Hi, We seem to have an issue when data is being extracted in a word or PDF that certain pages that have been inserted using MS Field Control are being dropped. Doesn't throw an error, it extracts every other page but the ones inserted using MS field Control.
Which extraction? What code in Apache POI are you calling? Do you have an example file that shows up the problem?
Created attachment 33298 Example of file requested
file attached. Thanks.
Thanks for the file. How are you calling Apache POI though?
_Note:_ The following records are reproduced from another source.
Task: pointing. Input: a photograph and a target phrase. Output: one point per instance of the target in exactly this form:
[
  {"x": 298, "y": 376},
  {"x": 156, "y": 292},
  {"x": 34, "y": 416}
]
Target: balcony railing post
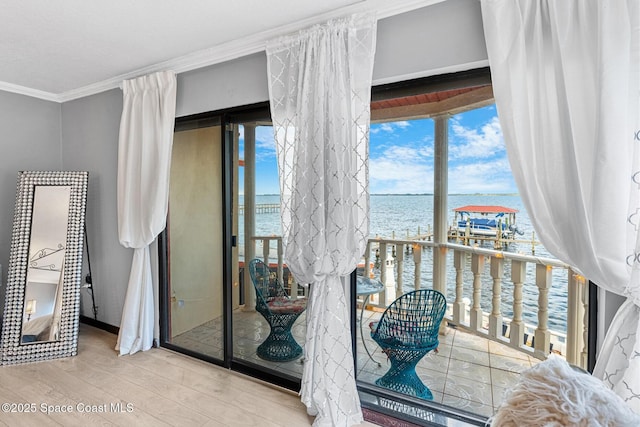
[
  {"x": 477, "y": 265},
  {"x": 280, "y": 270},
  {"x": 265, "y": 251},
  {"x": 388, "y": 295},
  {"x": 518, "y": 274},
  {"x": 417, "y": 261},
  {"x": 495, "y": 319},
  {"x": 584, "y": 294},
  {"x": 400, "y": 268},
  {"x": 459, "y": 312},
  {"x": 542, "y": 335},
  {"x": 575, "y": 317}
]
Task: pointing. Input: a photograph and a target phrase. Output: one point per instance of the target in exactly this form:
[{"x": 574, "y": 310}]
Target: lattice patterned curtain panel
[
  {"x": 566, "y": 79},
  {"x": 320, "y": 85}
]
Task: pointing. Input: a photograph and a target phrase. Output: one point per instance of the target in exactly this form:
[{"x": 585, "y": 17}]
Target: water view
[{"x": 399, "y": 216}]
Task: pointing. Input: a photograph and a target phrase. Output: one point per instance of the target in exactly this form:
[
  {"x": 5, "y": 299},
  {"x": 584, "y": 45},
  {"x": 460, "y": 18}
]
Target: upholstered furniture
[
  {"x": 279, "y": 310},
  {"x": 406, "y": 332}
]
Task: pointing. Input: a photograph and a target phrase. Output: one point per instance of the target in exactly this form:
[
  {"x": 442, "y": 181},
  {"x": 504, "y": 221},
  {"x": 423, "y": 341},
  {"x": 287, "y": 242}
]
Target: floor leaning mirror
[{"x": 42, "y": 305}]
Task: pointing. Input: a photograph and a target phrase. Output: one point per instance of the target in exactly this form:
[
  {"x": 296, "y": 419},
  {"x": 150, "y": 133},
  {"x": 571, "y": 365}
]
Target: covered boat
[{"x": 486, "y": 221}]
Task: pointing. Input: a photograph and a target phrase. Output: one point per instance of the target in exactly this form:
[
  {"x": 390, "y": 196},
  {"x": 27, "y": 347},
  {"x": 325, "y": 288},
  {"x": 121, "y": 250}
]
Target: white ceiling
[{"x": 65, "y": 49}]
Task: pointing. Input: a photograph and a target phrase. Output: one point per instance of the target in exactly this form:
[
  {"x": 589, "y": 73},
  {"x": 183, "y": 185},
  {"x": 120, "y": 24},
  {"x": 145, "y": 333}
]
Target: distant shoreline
[{"x": 428, "y": 194}]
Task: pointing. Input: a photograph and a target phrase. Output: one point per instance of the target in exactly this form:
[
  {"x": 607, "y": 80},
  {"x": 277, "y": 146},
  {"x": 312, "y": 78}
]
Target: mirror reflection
[{"x": 43, "y": 292}]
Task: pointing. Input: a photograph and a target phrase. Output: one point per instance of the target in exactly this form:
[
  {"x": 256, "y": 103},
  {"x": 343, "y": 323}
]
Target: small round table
[{"x": 367, "y": 287}]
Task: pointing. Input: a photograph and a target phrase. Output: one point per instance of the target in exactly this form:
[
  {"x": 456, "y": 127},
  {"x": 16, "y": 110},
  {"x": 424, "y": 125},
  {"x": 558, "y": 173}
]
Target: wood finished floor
[{"x": 152, "y": 388}]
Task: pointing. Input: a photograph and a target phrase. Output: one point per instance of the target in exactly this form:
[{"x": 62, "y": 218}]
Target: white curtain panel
[
  {"x": 320, "y": 91},
  {"x": 566, "y": 78},
  {"x": 144, "y": 158}
]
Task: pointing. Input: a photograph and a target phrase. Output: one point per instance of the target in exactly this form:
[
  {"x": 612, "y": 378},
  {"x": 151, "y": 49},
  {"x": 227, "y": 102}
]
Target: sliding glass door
[{"x": 195, "y": 243}]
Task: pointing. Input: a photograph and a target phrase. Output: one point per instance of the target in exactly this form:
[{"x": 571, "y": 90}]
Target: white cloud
[
  {"x": 482, "y": 177},
  {"x": 487, "y": 141},
  {"x": 389, "y": 127},
  {"x": 401, "y": 169},
  {"x": 265, "y": 144}
]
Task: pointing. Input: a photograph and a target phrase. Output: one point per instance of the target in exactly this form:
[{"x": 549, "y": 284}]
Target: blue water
[{"x": 400, "y": 216}]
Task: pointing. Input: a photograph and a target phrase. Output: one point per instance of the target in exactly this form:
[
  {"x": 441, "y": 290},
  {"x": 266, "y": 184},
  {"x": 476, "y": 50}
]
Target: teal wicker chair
[
  {"x": 280, "y": 312},
  {"x": 406, "y": 332}
]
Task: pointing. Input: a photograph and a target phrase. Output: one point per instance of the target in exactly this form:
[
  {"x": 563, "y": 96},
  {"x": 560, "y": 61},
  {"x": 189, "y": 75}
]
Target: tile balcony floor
[{"x": 468, "y": 372}]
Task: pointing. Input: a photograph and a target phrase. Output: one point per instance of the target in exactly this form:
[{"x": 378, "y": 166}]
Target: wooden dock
[{"x": 263, "y": 208}]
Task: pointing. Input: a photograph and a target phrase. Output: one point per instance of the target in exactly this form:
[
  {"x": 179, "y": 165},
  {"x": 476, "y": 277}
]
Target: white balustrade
[{"x": 487, "y": 324}]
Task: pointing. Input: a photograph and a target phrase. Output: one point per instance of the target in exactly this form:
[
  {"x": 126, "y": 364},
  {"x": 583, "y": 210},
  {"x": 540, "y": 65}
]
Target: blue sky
[{"x": 401, "y": 156}]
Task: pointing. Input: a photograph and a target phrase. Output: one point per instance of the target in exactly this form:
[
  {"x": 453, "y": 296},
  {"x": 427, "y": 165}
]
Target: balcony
[{"x": 497, "y": 323}]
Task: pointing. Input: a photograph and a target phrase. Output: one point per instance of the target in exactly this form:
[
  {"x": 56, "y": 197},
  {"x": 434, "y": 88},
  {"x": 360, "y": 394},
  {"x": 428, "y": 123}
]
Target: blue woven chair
[
  {"x": 406, "y": 332},
  {"x": 280, "y": 312}
]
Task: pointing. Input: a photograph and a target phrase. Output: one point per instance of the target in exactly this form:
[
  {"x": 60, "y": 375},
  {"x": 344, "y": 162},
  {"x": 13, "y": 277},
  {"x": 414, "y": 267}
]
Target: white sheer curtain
[
  {"x": 319, "y": 85},
  {"x": 144, "y": 157},
  {"x": 566, "y": 78}
]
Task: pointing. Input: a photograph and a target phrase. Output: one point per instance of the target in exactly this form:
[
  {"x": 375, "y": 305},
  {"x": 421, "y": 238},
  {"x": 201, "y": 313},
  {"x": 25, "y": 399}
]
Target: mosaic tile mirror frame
[{"x": 42, "y": 305}]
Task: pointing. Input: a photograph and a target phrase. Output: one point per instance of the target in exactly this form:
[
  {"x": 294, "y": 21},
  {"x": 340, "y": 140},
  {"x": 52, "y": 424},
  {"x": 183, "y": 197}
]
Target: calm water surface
[{"x": 400, "y": 216}]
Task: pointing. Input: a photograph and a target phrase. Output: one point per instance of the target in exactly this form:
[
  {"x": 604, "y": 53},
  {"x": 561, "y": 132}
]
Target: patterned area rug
[{"x": 384, "y": 420}]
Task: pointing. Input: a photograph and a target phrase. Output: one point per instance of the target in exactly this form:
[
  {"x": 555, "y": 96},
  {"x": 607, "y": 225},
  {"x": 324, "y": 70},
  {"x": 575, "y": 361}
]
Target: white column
[
  {"x": 249, "y": 212},
  {"x": 495, "y": 319},
  {"x": 542, "y": 334},
  {"x": 440, "y": 202},
  {"x": 459, "y": 312},
  {"x": 477, "y": 265},
  {"x": 400, "y": 265},
  {"x": 518, "y": 274}
]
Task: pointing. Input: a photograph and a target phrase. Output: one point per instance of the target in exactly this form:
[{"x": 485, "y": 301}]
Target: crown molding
[
  {"x": 226, "y": 51},
  {"x": 27, "y": 91}
]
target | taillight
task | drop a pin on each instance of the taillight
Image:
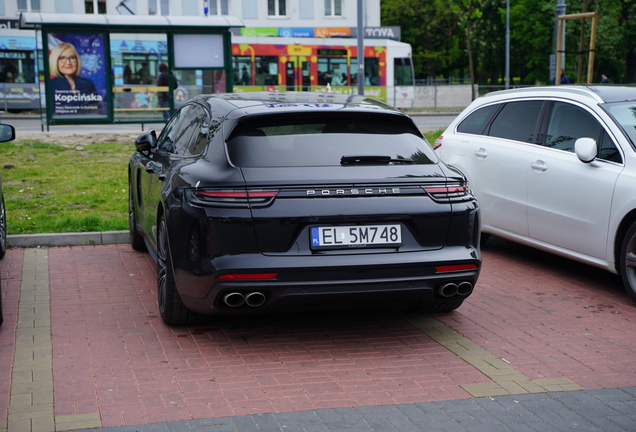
(456, 267)
(232, 197)
(449, 193)
(438, 142)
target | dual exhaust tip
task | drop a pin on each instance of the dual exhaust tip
(251, 299)
(452, 289)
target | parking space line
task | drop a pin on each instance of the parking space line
(506, 380)
(32, 397)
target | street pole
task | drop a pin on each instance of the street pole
(360, 49)
(507, 44)
(559, 57)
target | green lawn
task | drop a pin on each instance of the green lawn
(50, 188)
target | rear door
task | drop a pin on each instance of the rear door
(569, 202)
(498, 165)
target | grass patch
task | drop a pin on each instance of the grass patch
(50, 188)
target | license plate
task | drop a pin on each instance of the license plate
(359, 236)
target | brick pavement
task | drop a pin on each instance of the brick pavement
(541, 339)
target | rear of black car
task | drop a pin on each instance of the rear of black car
(333, 208)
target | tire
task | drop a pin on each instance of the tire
(628, 261)
(136, 239)
(3, 229)
(172, 310)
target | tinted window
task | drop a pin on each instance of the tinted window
(567, 124)
(166, 141)
(517, 121)
(477, 121)
(323, 141)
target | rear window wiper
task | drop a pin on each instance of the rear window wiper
(373, 160)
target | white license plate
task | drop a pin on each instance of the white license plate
(358, 236)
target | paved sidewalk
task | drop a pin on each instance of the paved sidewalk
(544, 344)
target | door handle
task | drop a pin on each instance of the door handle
(481, 152)
(539, 165)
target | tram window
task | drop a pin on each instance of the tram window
(242, 67)
(403, 71)
(218, 7)
(333, 71)
(276, 7)
(17, 66)
(333, 7)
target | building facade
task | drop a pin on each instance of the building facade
(254, 13)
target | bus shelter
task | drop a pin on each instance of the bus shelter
(127, 68)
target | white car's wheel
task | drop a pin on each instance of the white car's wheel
(628, 261)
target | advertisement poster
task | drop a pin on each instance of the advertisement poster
(77, 80)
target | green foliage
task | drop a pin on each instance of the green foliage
(51, 188)
(438, 30)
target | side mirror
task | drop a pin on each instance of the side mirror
(585, 149)
(7, 133)
(146, 142)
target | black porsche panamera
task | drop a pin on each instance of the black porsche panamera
(267, 201)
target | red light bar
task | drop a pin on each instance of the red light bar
(237, 194)
(248, 276)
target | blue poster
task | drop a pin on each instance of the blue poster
(77, 70)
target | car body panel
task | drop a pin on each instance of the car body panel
(574, 209)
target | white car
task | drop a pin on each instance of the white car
(554, 168)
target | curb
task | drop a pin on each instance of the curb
(67, 239)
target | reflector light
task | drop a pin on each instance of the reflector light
(456, 267)
(248, 276)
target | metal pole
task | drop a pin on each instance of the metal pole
(507, 44)
(560, 10)
(360, 49)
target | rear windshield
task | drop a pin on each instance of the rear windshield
(327, 140)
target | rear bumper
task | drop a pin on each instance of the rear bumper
(317, 281)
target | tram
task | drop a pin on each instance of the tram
(259, 63)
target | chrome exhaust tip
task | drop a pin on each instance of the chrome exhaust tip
(233, 299)
(255, 299)
(448, 290)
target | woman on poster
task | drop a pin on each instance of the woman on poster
(72, 94)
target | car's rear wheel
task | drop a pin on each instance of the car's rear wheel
(171, 308)
(628, 261)
(3, 229)
(1, 317)
(136, 239)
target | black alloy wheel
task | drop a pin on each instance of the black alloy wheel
(628, 261)
(136, 239)
(172, 310)
(3, 229)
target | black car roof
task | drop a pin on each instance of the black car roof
(266, 102)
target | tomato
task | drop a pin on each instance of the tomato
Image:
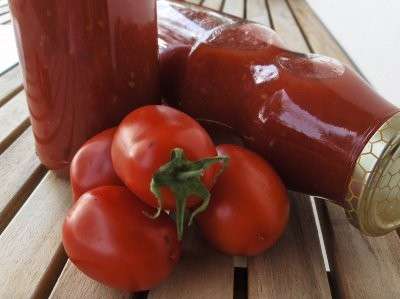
(107, 236)
(92, 166)
(164, 157)
(249, 207)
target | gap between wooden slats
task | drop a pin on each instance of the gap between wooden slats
(194, 1)
(362, 267)
(14, 119)
(4, 9)
(31, 255)
(74, 284)
(213, 4)
(202, 273)
(293, 268)
(20, 172)
(257, 11)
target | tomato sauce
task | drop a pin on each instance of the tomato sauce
(308, 114)
(86, 64)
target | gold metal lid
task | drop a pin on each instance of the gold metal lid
(374, 189)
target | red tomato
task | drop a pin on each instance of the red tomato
(249, 207)
(92, 166)
(107, 236)
(144, 142)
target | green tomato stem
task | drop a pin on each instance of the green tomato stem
(183, 178)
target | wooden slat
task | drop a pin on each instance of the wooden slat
(285, 24)
(74, 284)
(10, 84)
(213, 4)
(14, 118)
(234, 7)
(31, 254)
(194, 1)
(20, 171)
(363, 267)
(257, 12)
(294, 267)
(319, 38)
(202, 273)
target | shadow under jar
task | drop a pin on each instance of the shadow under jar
(86, 64)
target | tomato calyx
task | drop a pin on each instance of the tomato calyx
(183, 178)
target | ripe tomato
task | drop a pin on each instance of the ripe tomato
(92, 166)
(107, 236)
(141, 154)
(249, 206)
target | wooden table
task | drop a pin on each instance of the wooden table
(33, 203)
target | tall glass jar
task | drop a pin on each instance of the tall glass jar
(86, 64)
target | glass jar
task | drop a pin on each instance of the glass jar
(321, 126)
(86, 64)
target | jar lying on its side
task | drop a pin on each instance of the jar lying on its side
(324, 129)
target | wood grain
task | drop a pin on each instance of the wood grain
(257, 12)
(234, 7)
(285, 24)
(10, 84)
(213, 4)
(319, 38)
(73, 284)
(294, 267)
(202, 273)
(363, 267)
(14, 119)
(20, 172)
(31, 253)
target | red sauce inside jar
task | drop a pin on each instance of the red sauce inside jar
(309, 115)
(86, 64)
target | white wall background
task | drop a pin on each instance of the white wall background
(369, 30)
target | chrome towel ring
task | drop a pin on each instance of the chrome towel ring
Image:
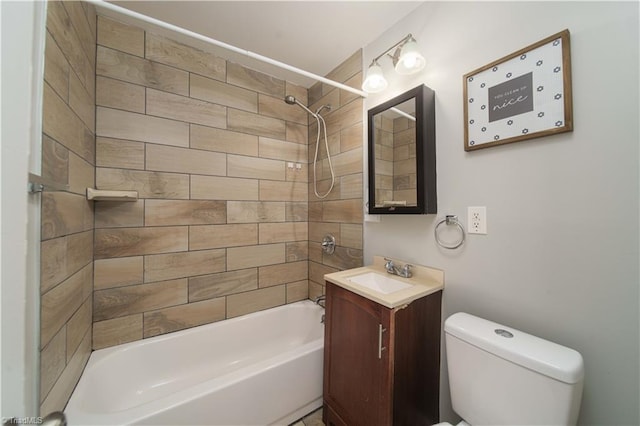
(450, 220)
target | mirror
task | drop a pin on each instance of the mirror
(402, 154)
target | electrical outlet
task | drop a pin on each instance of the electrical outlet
(477, 217)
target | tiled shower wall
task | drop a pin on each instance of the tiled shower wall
(68, 151)
(341, 213)
(220, 164)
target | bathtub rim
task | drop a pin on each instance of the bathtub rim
(139, 412)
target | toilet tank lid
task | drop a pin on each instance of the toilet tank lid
(534, 353)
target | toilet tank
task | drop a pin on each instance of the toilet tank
(502, 376)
Any chance of a short code snippet and/or junit unit test to show how to reproduce the problem?
FYI: org.apache.poi.hwpf.extractor.WordExtractor extractor1 = new org.apache.poi.hwpf.extractor.WordExtractor(getInputStream(contents)); return extractor1.getText(); XWPFDocument doc = new XWPFDocument(getInputStream(contents)); XWPFWordExtractor extractor = new XWPFWordExtractor(doc); return extractor.getText();
Created attachment 33331
Hi, We have updated our POI to the latest version poi-3.13.jar poi-ooxml-3.13 poi-ooxml-schemas-3.13.jar poi-scratchpad-3.13.jar we are using the following java codes to extract the attached docx file, it extracts the texts inside the form controls successfully, however it fails to extract the name and address on the top of word file (which also had Content Control Enabled simlar to thhe actually body that was successfully extracted on Page3) Please advise how to fix this. /* * To change this template, choose Tools | Templates * and open the template in the editor. */ package com.brainhunter.frontoffice.biz.util.extract; import com.brainhunter.frontoffice.biz.exception.UnableExtractException; import org.apache.poi.xwpf.extractor.XWPFWordExtractor; import org.apache.poi.xwpf.usermodel.XWPFDocument; /** * * @author Mohankumars */ public class DocxExtractor extends TextExtractor{ /** Creates a new instance of DocExtractor */ public DocxExtractor() { } public String getText( byte[] contents ) throws UnableExtractException{ try { XWPFDocument doc = new XWPFDocument(getInputStream(contents)); XWPFWordExtractor extractor = new XWPFWordExtractor(doc); return extractor.getText(); } catch( Exception e ) { throw new UnableExtractException( e ); } } }
Attachments deleted by ASF infrastructure team.